Team db3 consists of third-year PhD students from Peking University, mentored by Professor Gao Jun. Their research focuses on data mining for structured data, including community search, graph alignment, and table data integration. With a strong background in leveraging data mining for extracting insights in fields such as social networks and bioinformatics, the team’s expertise is especially pertinent to their work with large language models (LLMs) and Retrieval-Augmented Generation (RAG) systems.
Winning Strategy:
Team db3 excelled in all three tasks of the Meta KDD Cup 2024, securing first place with scores of 28.4%, 42.7%, and 47.8%, respectively. Their approach to creating a state-of-the-art RAG system involved several sophisticated techniques:
- Task 1 - Web Retrieval and Answering:
The team developed a framework utilizing a combination of retrievers and rerankers to process and rank text chunks extracted from web pages. They employed BeautifulSoup for HTML parsing and LangChain for text splitting, alongside the bge-base-en-v1.5 retriever and a complementary reranker model to refine the selection of relevant text chunks.

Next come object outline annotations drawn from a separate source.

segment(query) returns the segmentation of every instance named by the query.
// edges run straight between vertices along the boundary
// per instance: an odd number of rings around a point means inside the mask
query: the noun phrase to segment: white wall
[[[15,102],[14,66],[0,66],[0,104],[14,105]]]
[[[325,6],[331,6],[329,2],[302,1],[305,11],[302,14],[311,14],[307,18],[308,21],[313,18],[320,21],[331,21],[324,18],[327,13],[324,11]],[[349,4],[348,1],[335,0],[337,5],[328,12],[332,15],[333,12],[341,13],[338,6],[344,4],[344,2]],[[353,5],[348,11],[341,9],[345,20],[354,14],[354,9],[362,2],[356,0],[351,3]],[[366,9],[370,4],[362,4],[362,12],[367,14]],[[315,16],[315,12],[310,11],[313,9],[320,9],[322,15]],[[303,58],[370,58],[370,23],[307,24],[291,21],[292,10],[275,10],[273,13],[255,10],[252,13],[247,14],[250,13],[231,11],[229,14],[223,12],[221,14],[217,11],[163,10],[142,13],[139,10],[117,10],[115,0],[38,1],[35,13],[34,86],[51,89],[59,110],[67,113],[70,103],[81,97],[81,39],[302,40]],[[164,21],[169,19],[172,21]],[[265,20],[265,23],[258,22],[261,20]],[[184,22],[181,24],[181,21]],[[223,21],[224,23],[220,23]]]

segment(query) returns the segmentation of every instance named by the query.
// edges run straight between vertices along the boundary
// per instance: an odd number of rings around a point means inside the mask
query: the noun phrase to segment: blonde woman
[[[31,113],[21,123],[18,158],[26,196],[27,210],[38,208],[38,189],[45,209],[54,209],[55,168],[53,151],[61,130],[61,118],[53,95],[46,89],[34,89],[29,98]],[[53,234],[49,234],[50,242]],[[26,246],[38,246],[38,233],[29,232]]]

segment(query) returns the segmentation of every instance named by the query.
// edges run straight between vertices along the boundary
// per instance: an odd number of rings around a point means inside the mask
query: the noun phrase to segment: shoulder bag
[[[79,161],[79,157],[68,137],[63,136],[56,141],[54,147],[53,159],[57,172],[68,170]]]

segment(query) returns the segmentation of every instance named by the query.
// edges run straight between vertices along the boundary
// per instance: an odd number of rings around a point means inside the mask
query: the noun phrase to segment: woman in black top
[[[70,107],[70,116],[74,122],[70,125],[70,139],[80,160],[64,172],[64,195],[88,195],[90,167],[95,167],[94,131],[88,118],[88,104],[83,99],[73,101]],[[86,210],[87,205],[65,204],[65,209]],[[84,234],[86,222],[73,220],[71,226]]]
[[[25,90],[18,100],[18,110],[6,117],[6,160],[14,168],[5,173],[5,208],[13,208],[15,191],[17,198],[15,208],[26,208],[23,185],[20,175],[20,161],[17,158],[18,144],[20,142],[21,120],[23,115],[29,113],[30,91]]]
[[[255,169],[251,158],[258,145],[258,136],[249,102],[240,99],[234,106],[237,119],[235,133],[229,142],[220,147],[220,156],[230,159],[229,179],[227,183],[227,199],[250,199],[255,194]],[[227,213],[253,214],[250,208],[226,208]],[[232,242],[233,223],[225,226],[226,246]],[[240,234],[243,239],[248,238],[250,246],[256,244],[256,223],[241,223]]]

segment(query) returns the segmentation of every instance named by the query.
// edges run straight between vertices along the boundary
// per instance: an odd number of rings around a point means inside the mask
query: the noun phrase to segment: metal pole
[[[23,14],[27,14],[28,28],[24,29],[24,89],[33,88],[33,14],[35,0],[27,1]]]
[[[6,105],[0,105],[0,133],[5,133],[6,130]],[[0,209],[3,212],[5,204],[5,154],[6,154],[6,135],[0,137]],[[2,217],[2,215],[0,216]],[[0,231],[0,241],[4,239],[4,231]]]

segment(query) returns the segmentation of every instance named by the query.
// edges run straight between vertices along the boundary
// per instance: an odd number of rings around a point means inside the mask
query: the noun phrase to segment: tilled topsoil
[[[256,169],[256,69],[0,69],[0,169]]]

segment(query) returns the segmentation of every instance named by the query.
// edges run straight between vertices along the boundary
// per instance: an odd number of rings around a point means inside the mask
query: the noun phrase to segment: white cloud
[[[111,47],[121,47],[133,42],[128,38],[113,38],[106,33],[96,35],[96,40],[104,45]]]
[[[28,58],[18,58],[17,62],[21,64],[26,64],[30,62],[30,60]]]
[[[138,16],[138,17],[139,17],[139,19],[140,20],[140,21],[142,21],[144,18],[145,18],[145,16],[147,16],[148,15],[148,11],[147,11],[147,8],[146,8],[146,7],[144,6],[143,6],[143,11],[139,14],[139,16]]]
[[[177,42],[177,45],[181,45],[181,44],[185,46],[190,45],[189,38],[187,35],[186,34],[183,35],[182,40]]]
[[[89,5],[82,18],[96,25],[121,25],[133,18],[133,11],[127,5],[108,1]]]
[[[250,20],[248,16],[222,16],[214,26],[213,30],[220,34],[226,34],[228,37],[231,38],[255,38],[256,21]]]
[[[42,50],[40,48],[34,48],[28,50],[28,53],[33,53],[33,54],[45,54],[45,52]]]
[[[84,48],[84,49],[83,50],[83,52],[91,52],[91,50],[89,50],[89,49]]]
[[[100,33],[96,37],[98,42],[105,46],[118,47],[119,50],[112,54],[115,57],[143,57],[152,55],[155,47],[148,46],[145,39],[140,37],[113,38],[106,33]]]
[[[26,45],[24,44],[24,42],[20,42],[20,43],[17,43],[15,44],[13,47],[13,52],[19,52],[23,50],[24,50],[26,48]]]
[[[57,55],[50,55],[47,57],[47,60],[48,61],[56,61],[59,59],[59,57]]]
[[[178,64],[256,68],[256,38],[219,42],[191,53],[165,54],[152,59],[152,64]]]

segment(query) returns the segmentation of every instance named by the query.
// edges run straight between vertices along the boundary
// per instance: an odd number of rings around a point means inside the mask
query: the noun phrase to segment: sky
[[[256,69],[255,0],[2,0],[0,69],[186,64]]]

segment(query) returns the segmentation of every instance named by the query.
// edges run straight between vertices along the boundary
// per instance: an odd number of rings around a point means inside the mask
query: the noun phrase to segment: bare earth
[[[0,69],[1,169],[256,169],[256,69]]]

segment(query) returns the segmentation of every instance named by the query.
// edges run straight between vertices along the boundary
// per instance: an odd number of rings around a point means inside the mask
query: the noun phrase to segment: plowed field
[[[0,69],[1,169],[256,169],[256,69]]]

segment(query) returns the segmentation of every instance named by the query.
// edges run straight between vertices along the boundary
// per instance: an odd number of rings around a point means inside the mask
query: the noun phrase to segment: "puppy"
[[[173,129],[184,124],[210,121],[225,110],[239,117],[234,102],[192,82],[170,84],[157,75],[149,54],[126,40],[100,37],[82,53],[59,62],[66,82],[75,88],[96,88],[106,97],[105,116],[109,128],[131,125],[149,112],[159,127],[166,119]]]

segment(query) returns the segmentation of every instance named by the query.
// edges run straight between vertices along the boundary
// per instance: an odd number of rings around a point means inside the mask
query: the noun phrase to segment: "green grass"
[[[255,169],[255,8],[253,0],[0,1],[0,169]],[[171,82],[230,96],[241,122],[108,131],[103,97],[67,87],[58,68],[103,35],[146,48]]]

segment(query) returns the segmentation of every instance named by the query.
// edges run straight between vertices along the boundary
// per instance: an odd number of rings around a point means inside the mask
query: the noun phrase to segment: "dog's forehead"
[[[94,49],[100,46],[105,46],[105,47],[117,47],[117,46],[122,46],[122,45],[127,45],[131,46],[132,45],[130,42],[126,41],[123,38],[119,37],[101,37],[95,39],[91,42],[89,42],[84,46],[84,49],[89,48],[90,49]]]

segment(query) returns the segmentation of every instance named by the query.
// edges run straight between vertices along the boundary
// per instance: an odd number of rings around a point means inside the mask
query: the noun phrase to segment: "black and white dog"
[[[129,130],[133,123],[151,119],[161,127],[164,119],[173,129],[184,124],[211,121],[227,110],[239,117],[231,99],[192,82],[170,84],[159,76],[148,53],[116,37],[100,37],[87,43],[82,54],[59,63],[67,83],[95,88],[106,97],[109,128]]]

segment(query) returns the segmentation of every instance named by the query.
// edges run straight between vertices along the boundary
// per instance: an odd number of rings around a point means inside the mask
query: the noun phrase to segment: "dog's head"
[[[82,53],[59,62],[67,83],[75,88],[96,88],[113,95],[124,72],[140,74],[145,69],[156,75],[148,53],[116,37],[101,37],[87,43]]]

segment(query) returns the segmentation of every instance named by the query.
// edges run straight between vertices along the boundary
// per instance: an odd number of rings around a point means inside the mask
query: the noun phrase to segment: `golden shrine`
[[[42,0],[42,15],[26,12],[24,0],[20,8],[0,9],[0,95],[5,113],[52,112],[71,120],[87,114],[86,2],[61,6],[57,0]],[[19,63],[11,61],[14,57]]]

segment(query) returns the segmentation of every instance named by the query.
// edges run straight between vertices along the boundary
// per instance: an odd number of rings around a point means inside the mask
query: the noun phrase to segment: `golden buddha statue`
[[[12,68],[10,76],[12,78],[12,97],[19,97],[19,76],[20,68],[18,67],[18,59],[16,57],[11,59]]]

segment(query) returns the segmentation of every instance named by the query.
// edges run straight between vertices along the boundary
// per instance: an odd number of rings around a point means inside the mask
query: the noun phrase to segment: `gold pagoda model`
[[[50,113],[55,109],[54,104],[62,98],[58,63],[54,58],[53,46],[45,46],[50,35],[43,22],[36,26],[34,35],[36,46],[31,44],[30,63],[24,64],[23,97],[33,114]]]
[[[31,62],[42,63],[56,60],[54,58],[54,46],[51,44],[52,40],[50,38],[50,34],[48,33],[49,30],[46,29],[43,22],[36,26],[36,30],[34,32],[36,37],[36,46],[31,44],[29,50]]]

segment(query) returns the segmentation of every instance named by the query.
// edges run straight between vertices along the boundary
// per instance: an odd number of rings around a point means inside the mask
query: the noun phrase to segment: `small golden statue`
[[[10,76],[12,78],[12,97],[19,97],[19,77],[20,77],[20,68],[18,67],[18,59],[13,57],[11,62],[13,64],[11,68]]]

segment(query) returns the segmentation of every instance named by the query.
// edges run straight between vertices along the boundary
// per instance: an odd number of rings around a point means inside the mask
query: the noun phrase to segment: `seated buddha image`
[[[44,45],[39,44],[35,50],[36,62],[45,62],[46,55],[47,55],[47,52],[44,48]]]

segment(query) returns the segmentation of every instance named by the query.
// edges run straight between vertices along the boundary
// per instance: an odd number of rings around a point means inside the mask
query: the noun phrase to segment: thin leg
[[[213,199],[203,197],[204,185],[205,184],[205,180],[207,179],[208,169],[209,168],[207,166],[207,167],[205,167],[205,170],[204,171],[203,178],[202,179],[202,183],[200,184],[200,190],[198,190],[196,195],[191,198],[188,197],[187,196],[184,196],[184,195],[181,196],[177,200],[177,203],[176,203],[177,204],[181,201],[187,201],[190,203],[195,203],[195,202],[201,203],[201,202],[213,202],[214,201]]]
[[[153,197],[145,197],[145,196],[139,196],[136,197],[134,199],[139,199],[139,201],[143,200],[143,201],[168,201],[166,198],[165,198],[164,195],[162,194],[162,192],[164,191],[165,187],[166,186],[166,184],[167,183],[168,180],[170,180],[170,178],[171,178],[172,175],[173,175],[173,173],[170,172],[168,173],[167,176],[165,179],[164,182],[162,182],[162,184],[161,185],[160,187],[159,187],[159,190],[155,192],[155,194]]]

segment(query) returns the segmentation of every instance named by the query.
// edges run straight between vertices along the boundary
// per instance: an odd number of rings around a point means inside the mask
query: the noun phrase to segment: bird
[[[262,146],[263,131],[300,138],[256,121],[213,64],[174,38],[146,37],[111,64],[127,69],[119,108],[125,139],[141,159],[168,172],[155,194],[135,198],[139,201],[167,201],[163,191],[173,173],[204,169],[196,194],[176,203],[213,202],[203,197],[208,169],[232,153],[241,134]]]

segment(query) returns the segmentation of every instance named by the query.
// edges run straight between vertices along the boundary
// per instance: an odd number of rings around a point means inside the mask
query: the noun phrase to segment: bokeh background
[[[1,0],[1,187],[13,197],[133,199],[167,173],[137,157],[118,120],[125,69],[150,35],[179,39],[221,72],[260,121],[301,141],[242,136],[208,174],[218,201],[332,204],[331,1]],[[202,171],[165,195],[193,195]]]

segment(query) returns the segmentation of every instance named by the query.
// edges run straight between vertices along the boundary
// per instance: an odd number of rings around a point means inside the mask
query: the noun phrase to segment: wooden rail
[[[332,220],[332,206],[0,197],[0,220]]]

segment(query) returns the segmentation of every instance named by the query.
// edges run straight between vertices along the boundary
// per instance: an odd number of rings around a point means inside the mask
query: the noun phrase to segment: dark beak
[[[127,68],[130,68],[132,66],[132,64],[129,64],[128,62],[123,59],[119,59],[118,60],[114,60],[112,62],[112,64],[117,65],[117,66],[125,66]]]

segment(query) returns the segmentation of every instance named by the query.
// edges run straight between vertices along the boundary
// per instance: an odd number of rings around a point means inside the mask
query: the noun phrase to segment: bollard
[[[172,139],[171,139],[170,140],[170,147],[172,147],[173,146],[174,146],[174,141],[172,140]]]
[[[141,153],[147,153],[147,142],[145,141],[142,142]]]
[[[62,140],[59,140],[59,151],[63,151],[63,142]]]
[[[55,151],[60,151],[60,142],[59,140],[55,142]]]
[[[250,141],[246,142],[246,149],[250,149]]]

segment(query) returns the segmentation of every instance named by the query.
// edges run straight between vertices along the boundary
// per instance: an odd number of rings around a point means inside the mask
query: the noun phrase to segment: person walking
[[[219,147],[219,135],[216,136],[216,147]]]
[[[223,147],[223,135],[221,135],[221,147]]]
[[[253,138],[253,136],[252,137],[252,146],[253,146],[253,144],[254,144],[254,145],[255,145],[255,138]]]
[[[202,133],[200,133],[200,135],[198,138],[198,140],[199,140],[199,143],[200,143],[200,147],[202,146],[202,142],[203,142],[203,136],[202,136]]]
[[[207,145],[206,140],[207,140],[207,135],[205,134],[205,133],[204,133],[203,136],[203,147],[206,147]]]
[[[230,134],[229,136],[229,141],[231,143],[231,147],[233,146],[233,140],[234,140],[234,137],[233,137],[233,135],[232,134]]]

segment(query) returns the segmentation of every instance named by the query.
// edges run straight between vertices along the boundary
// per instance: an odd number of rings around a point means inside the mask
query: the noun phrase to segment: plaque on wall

- Tasks 2 and 3 - Integration of Structured Data:
For the subsequent tasks, the team focused on integrating data from both web sources and mock Knowledge Graphs. They implemented a regularized API set and an API generation method using a tuned LLM. A Parent-Child Chunk Retriever system was crucial in managing the retrieval process, with the reranker further refining data selection to enhance accuracy and relevance.
- Addressing Hallucination in LLMs:
A significant aspect of their strategy was tuning the models to reduce inaccuracies and improve groundedness in responses, thereby addressing the issue of hallucination commonly associated with LLMs.
Impact and Research Alignment:
Team db3’s method demonstrates the potential of RAG systems in providing accurate and reliable answers by effectively integrating and processing external information. Their strategy aligns seamlessly with their research interests in data mining and structured data analysis, particularly their focus on knowledge graphs, which represent information in a structured format essential for various applications like semantic search and intelligent personal assistants.